Biophysical Profile (BPP)

  • This ultrasound examination is used to assess the health of your baby.
  • Movement, tone, breathing efforts and amniotic fluid volume are checked to help determine how well your baby is doing in your uterus.
  • This test may be performed if you aren’t feeling your baby move as often as you did previously or if you or the baby has a medical condition requiring such evaluation.

Cervical Length

  • A cervical length ultrasound measures the length of your cervix.
  • You may need this test if you are having symptoms of preterm labor, such as contractions or pressure, or if you have a previous history of preterm labor and/or preterm delivery.

Doppler Studies

  • Doppler studies are a special ultrasound of the maternal, placental or fetal vessels.
  • They are used to determine if your pregnancy is at risk for problems or to determine the health of your baby in utero.
  • These tests are only obtained if you or the baby has a condition requiring these tests.

Placental Check

  • This ultrasound may be used to identify the location of your placenta.
  • Your doctor may order this test if you have a history of vaginal bleeding or if your placenta looks like it may be near your cervix.

Multiple Gestation Imaging

  • For the most part, the ultrasound examinations for patients with twins, triplets and high-order multiples are the same as for patients who are pregnant with one baby.
  • However, patients with multiples often undergo more ultrasounds due to the fact that they may need to be monitored for signs and symptoms of preterm labor and delivery, as well as growth issues among co-twins.

Fetal Echo

  • Fetal echocardiography is the use of noninvasive ultrasound techniques to assess the structure and function of an unborn baby’s heart.
  • Fetal echo helps physicians analyze and diagnose congenital heart defects.
  • This test may be needed if you have a family history of congenital heart defects or if it is difficult to visualize all of the parts of the heart at the time of routine anatomical screening.

3D Ultrasound

  • 3D ultrasound may be used to better visualize certain anatomical parts of your baby.
  • For instance, it may be used if a birth defect is suspected.

Gynecologic Ultrasound

GYN Ultrasound

  • A gynecologic, or GYN, ultrasound is used to evaluate pelvic organs, including the uterus, endometrium and ovaries.
  • Your doctor may order a GYN ultrasound if you have a history of ovarian cysts or uterine fibroids.
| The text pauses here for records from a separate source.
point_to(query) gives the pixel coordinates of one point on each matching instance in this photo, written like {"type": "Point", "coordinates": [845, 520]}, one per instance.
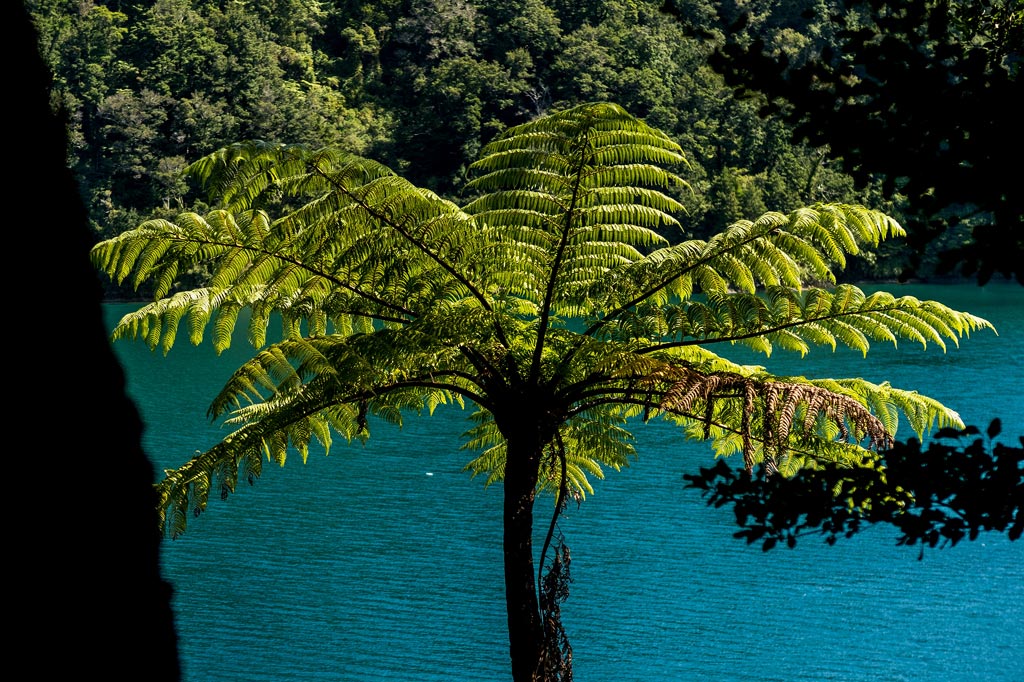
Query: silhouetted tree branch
{"type": "Point", "coordinates": [961, 485]}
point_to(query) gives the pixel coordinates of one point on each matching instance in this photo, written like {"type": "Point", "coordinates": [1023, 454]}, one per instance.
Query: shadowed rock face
{"type": "Point", "coordinates": [86, 583]}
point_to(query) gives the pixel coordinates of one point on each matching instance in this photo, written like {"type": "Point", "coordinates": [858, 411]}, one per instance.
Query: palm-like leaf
{"type": "Point", "coordinates": [553, 293]}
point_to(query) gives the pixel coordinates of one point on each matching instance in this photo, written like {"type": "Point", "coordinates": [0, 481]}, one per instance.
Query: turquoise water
{"type": "Point", "coordinates": [383, 562]}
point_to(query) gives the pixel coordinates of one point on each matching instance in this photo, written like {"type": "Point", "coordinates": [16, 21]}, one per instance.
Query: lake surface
{"type": "Point", "coordinates": [384, 561]}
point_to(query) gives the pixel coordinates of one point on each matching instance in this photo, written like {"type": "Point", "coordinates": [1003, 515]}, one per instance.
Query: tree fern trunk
{"type": "Point", "coordinates": [525, 632]}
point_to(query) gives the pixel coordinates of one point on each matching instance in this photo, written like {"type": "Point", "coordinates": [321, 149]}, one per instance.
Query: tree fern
{"type": "Point", "coordinates": [551, 300]}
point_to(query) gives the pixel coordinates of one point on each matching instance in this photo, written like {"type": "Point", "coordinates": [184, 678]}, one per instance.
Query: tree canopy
{"type": "Point", "coordinates": [550, 302]}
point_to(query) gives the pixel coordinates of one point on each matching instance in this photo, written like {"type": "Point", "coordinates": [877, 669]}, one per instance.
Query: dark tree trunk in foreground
{"type": "Point", "coordinates": [525, 632]}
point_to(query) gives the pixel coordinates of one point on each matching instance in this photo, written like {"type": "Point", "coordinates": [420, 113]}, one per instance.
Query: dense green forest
{"type": "Point", "coordinates": [420, 85]}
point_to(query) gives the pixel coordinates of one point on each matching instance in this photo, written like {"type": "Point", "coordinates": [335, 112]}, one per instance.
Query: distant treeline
{"type": "Point", "coordinates": [420, 85]}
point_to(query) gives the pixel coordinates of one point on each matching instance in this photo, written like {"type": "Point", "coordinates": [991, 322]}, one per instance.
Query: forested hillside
{"type": "Point", "coordinates": [421, 84]}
Or, your doctor may order this test if you have a history of pelvic pain, vaginal bleeding, infertility or miscarriage.

Hysterosonogram, or Saline Infusion Sonogram (SIS)

  • An SIS is a GYN ultrasound where a small amount of sterile saline is placed within your uterus to better evaluate the endometrial lining.
  • Your doctor may order this test if you have a history of abnormal and/or irregular vaginal bleeding or if your doctor suspects that you might have polyps or fibroids within your endometrial cavity.
  • SIS is sometimes performed if a patient has a history of multiple miscarriages or infertility.
  • It can also be used to help determine if your uterus is shaped normally (i.e., that you do not have uterine malformation).

3D GYN Ultrasound

  • 3D GYN ultrasound may be performed if a uterine anomaly is suspected.
  • Sometimes it is used to evaluate polyps and fibroids within the endometrial cavity.

GYN Doppler Ultrasound

  • Doppler ultrasound may be used at the time of GYN ultrasound if a cyst or polyp is noted.